The Representative wants universities and colleges to publish gun policy and gun-related crime data on their websites

College and universities nationwide could be required to disclose their gun policies, among other related information, if new legislation is passed.

Earlier this month, Rep. Keith Ellison D-Minn. introduced new legislation that would encourage colleges and universities to be more public about their gun policies. Under the Campus Gun Policy Transparency Act, institutions across the nation would be required to release the school’s gun policies alongside other public safety information on their website and in promotional material.

“The reason I proposed this is I want to give parents and students a fair chance to evaluate the level of safety on their campus,” Ellison said. “If a campus is going to allow gun possession, then that is certainly something parents and students should know.”

Under the Clery Act, public and private universities and colleges that receive federal funding must publish campus safety information, but the Clery Act does not require schools to publish their gun policies or require these institutions to keep statistics on gun-specific crimes.

“Right now, there is an obligation to advise students about safety policies but not on guns,” Ellison said.

Andy Pelosi, executive director of The Campaign to Keep Guns off Campus, said Ellison contacted him and wanted to know whether gun policies were posted on schools’ websites or in other public places.

He said he encouraged Ellison to find a way to require schools to publish information beyond what is allowed by the Clery Act.

Gun-related crime statistics are not generally available, Pelosi said, but that information is important for state officials to know so they can change laws if issues arise.

“There are many places you wouldn’t want to see guns, like dorms, labs and daycares,” Pelosi said. “It’s a risk factor. We’d like to see other measures like more law enforcement … and escort services to increase safety.”

Since 2013, there have been 196 school shootings nationwide, 3 of which were in Minnesota, according to Everytown for Gun Safety Support Fund, a nonprofit that advocates for gun control.

According to the group, there have been 35 school shootings nationwide this year.

Currently, gun control advocates say schools are relatively free of gun crimes but fear the problem could grow worse if rules are relaxed.

“A school campus is a pretty safe environment,” Pelosi said. “By allowing people to carry weapons, there will be an increased risk of violence.”

He said he was contacted several months ago by Ellison to gather information about where concealed carry was permitted.

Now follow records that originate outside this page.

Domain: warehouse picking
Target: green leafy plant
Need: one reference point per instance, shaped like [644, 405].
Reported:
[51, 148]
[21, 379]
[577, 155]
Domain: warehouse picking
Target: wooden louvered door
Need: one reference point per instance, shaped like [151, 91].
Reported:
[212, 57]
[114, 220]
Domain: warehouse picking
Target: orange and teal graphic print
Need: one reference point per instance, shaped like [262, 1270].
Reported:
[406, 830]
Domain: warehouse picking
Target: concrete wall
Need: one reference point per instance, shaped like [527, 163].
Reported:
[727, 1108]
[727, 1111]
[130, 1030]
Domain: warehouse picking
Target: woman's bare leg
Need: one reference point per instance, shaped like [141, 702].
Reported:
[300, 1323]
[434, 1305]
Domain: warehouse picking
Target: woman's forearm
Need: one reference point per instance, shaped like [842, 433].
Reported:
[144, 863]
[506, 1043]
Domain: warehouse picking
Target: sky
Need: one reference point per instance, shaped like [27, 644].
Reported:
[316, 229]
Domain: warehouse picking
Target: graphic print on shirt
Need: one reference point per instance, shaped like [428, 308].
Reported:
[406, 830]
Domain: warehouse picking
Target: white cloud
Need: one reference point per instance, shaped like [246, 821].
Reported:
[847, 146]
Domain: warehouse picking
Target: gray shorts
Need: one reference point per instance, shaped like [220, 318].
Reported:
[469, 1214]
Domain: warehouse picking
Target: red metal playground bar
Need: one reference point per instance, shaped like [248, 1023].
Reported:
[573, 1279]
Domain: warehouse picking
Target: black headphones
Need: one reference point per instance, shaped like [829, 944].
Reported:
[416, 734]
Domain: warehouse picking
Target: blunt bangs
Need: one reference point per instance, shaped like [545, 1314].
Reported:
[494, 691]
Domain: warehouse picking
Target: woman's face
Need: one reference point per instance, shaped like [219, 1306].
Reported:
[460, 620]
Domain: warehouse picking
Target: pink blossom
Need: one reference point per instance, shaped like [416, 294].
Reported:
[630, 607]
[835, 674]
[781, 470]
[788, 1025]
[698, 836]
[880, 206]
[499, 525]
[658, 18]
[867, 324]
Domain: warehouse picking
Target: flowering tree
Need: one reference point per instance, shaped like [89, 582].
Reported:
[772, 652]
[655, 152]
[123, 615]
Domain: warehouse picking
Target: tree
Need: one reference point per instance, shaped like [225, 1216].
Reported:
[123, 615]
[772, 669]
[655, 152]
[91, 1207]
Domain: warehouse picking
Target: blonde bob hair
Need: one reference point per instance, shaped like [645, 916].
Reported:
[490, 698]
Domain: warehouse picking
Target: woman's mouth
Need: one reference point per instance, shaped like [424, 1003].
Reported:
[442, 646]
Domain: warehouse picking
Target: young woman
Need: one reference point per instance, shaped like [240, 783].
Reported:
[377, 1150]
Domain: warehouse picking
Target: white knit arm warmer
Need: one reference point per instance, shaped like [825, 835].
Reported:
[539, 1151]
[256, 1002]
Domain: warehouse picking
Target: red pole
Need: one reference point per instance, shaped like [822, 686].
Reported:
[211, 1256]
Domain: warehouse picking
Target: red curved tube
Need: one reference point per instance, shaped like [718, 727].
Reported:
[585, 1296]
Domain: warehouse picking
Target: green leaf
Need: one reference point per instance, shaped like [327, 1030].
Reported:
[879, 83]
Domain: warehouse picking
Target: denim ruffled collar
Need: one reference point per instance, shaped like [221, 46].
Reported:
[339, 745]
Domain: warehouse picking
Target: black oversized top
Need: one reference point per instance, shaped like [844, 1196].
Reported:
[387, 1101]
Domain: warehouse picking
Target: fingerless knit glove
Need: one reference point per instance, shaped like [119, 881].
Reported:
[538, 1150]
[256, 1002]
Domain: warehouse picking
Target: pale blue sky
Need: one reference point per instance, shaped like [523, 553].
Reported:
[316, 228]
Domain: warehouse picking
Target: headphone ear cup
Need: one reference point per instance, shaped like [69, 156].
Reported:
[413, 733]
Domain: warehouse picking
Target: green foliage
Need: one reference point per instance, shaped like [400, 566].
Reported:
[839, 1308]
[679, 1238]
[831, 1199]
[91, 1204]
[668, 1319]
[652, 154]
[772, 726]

The University of Minnesota does not allow concealed carry or any possession of firearms on campus. Authorization of firearm possession is mostly limited to law enforcement and military personnel.

But director of public relations for Students for Concealed Carry Zachary Zalneraitis said he thinks people should have the option to defend themselves on campus.

“What we’re fighting for is to remove campuses from the list of areas where concealed carry is prohibited,” he said. “We’re just saying that law-abiding adults who already have a concealed carry permit shouldn’t be suddenly disarmed because they cross an invisible property line onto a college campus.”

Zalneraitis said disallowing concealed carry doesn’t stop criminals from illegally bringing firearms to campus, and students should have the right to defend themselves.

“A lot of people that have concealed carry permits are actually adults going back to school or graduate students,” he said. “Most places require you to be 21 years old, pass a background check and take a training class to obtain a concealed carry permit.”

Ellison argues that gun policy should at least be public information because it’s a big factor for students and parents as they decide what school to attend.

“Given the climate we’re in in regards to guns and the strength of the gun lobby, the way we’re going to get a vote will be by students raising the issue with members of Congress across the country,” he said.